At its last meeting, the ECB raised interest rates by three-quarters of a percentage point to 1.5%. Since then, several senior officials, including President Christine Lagarde, have reiterated the central bank’s commitment to combat red pressure on consumer prices.
In the Eurozone as a whole, consumer price inflation is at a record high of 10%, but is even more severe in some individual countries. Data on Tuesday showed Dutch consumer prices rose 14.3% in October, down slightly from September’s 14.5%.
“I think the market is starting to realize that we’ve seen inflation peak in the US, and while European inflation is close to peaking, it’s very difficult to determine what the trajectory will be from there.” John Davies said. G10 grade strategist at Standard Chartered.
Money markets indicate that investors currently expect ECB rates to peak around 3% from 1.5% in late 2023. That figure was close to 2.8% just a week ago.
“We’re nearing the highs for ECB rates that we’ve sometimes seen in late September and October, but we haven’t made new highs. We’re already around that 3% mark. We think that’s going to happen eventually. It’s very high – we don’t expect the ECB to follow through at that point,” Davies said. .
Meanwhile, a market-based gauge of medium-term inflation forecasts for the Eurozone hit a six-month high.

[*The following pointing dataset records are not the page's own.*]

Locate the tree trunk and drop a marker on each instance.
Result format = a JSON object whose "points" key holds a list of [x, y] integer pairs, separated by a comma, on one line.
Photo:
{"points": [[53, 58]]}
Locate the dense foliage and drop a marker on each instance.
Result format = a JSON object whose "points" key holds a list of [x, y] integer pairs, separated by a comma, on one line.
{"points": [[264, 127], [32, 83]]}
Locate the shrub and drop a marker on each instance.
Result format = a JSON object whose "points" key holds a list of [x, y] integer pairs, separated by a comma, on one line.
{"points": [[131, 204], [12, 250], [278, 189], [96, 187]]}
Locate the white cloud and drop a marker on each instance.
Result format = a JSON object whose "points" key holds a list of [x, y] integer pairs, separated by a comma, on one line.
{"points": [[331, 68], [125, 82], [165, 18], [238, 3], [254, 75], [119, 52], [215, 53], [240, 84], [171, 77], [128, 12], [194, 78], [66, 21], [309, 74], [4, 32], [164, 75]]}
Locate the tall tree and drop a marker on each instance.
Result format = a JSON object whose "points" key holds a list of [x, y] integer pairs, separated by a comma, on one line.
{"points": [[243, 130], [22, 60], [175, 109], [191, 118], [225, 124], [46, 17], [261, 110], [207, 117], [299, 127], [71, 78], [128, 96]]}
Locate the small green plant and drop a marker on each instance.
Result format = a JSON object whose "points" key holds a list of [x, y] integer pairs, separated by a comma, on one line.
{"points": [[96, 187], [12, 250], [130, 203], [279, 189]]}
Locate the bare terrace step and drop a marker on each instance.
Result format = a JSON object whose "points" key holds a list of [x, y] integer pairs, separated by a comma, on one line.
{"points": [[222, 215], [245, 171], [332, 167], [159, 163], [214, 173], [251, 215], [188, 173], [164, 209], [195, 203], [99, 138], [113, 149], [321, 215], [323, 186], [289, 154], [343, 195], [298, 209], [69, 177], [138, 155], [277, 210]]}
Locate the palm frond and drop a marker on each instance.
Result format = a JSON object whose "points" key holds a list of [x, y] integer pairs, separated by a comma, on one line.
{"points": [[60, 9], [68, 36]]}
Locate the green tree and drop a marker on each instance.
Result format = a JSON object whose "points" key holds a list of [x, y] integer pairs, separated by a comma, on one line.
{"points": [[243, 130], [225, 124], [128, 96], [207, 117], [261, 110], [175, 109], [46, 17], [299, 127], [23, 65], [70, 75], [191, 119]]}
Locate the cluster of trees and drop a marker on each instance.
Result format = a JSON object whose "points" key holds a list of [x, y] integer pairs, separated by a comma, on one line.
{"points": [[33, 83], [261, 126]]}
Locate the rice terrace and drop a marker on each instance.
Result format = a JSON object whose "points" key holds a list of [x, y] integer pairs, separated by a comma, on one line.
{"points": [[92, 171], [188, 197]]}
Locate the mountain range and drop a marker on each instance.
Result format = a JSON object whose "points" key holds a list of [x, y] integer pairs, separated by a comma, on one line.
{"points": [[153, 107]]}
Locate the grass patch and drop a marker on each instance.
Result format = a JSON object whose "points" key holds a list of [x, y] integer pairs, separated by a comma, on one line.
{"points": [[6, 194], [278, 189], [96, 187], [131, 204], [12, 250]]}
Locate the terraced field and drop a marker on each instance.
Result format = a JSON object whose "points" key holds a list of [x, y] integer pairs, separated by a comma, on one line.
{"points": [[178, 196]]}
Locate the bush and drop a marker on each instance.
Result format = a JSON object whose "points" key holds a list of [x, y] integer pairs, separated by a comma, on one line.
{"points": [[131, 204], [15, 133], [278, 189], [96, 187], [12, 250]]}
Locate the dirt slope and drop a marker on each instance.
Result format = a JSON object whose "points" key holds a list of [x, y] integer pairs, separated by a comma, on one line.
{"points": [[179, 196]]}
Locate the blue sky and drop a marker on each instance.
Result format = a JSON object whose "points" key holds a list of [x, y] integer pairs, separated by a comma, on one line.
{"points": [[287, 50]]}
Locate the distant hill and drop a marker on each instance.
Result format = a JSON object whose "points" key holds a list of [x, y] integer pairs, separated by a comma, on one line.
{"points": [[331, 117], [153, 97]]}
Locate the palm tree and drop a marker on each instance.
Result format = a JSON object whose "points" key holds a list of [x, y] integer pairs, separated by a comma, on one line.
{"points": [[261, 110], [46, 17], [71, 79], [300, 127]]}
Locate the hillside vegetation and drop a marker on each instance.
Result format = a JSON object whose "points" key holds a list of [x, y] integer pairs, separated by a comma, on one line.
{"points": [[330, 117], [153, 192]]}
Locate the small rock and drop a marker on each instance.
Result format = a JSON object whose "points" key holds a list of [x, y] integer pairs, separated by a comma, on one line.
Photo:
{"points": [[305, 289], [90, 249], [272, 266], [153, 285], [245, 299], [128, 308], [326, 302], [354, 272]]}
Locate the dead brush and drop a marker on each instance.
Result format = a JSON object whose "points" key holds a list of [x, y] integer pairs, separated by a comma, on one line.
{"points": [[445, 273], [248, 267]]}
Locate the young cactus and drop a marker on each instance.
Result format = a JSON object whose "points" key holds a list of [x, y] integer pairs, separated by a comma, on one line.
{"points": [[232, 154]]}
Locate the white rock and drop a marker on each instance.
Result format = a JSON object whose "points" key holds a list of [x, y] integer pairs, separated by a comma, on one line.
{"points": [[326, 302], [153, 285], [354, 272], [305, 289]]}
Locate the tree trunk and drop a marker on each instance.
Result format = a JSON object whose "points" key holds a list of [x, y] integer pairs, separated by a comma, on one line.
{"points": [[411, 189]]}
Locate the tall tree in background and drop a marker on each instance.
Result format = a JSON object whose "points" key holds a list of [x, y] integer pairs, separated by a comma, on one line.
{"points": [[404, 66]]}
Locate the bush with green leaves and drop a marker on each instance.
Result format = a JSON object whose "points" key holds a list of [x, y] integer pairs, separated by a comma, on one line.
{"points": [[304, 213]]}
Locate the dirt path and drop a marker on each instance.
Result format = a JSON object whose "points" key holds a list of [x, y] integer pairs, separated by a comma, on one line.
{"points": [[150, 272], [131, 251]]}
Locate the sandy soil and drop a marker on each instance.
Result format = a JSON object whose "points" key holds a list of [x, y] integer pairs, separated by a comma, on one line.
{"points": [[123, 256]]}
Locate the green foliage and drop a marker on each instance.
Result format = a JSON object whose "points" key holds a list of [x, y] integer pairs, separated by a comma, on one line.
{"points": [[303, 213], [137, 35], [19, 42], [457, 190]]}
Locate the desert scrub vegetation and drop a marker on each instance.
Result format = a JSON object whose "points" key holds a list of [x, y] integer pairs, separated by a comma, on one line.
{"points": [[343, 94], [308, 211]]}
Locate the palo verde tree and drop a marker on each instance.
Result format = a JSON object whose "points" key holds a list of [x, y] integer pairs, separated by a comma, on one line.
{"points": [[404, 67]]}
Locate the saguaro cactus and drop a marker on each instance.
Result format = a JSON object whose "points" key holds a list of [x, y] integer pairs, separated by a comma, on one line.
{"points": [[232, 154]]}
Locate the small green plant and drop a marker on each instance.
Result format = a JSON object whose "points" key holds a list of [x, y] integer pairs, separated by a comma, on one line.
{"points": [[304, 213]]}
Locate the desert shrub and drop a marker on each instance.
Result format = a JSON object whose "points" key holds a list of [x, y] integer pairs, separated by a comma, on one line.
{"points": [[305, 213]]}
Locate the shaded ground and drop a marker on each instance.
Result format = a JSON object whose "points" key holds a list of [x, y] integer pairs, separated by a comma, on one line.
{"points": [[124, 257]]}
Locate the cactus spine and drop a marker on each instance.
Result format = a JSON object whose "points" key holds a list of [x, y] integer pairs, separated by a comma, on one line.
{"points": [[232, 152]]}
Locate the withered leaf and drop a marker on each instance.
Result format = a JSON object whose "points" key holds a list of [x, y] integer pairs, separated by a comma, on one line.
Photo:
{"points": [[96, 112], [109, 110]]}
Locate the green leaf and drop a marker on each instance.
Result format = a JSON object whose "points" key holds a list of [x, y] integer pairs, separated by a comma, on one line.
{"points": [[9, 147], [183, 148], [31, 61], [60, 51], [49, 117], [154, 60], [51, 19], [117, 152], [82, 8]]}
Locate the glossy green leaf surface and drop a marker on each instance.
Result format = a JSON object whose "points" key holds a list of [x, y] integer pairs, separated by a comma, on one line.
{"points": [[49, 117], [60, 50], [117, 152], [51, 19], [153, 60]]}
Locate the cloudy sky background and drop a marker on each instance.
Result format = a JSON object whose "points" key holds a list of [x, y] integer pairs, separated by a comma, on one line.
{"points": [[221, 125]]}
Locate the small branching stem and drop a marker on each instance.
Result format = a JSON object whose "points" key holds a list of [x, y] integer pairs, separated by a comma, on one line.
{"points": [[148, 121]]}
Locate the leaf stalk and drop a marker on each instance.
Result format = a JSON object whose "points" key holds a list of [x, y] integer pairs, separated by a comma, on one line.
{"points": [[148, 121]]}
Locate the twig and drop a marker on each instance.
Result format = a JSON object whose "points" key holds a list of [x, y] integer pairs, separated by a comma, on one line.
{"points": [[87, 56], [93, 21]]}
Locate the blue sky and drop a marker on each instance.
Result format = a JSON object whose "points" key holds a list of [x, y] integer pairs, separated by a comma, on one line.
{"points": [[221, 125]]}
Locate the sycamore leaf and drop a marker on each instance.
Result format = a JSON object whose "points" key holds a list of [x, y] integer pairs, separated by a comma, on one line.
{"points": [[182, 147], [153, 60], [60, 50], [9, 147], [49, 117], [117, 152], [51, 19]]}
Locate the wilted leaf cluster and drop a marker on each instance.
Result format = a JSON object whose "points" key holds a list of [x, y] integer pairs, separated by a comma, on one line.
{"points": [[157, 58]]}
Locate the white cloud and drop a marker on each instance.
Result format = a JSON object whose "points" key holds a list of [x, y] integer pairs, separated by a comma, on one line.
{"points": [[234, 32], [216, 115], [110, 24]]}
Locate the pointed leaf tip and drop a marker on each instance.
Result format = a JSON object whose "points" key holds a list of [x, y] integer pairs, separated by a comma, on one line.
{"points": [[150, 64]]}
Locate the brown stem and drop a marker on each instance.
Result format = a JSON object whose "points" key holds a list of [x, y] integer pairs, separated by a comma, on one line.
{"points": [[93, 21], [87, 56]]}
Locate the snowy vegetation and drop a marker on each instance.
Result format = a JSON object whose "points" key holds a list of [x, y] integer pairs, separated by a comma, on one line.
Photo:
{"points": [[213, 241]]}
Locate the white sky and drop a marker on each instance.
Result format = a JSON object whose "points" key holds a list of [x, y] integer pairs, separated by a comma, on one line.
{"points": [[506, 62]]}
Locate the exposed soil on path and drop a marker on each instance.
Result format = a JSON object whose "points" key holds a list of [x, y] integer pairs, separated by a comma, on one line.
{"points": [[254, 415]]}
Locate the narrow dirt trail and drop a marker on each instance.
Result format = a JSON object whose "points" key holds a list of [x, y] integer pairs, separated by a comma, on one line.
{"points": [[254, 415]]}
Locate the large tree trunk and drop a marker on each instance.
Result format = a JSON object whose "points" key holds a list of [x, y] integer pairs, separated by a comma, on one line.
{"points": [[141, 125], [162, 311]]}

The forward-looking five-year breakpoint, which essentially reflects investors’ expectations of inflation over a ten-year horizon, rose to 2.4%, the highest level since May, compared with 2.1% in early November.
US data on Thursday showed annual growth in the consumer price index slowed to 8% in October from 8.2% in September, with the core rate excluding food and energy prices expected to rise. 6.5% from 6.3% compared to the previous month.
The Fed raised U.S. interest rates last week, which investors expect will remain higher for longer, especially as the labor market remains tight, meaning there is more room for wages to rise as employers struggle to hire, which could lead to more persistent inflation. .
On the supply side, Germany, Belgium and Spain are expected to auction short-term paper with a mix of two-year notes and bills, which analysts say could put some upward pressure on yields. [D/DIARY]
“We believe the combination of greater supply and ever-cautious investors means issuance will result in even higher yields. We expect a reversal in the central bank’s tightening intentions, but believe risks are tilted to the upside for yields this week,” ING strategists said in a note.
After reading for inflation, Dutch 10-year yields rose 2 basis points to 2.62%, while Italian 10-year bonds saw yields hover around 4.5%.